Green-laser-doped selective emitters with separate BBr3 diffusion processes for high-efficiency n-type silicon solar cells

Laser-doped boron selective emitters are an ideal candidate for enabling less emitter recombination, lower contact resistance and better blue response of efficient n-type silicon solar cells. However, the low boron concentration of the borosilicate glasses formed during boron diffusion processes and the implementation of ultraviolet lasers have hindered the commercialization of laser-doped boron selective emitters. In this contribution, separate BBr3 diffusion processes for green-laser-doped selective emitters are demonstrated.
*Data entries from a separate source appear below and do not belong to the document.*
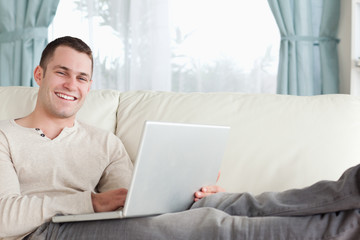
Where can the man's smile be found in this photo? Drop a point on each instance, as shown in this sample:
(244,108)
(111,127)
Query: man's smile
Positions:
(66,97)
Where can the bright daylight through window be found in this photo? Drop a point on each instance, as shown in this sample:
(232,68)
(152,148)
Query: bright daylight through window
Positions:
(176,45)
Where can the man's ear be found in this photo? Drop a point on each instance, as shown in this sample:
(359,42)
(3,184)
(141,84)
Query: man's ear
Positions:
(38,74)
(90,83)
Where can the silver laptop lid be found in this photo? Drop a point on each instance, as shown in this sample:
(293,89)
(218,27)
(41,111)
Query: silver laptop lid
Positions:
(173,162)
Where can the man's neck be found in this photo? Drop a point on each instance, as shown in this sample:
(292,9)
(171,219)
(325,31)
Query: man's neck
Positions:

Laser doping processes were conducted between (1) borosilicate glass deposition and boron driving in and (2) post-oxidation, achieving the optimized laser doped selective emitter with the Rsheet,p+/Rsheet,p++ of 95.0 Ω/□/54.3 Ω/□, accompanying with the p+ profile of Nmax < 1.4× 1019 cm−3. By comparison to the homogeneous emitter with sheet resistance of 88.9 Ω/□, J0e, total of 45.3 fA/cm2 and ρc, metal of 2.9 mΩ/cm2, the employment of the optimum laser doped selective emitter has resulted in the J0e, total of 31.1 fA/cm2 and the ρc, metal of 1.0 mΩ/cm2. Finally, the improvement of simulated VOC (699.6 mV), FF (81.38%) and efficiency (23.13%) were obtained by using the optimized laser doped SEs, compared with the simulated VOC (694.5 mV), FF (81.14%) and efficiency (22.89%) of the reference. Separate BBr3 diffusion processes for green-laser-doped selective emitters demonstrate the employment of industrial green laser and boron diffusion furnace, instead of expensive ultraviolet laser and other complex boron resources, indicating a promising potential for industrial feasibility.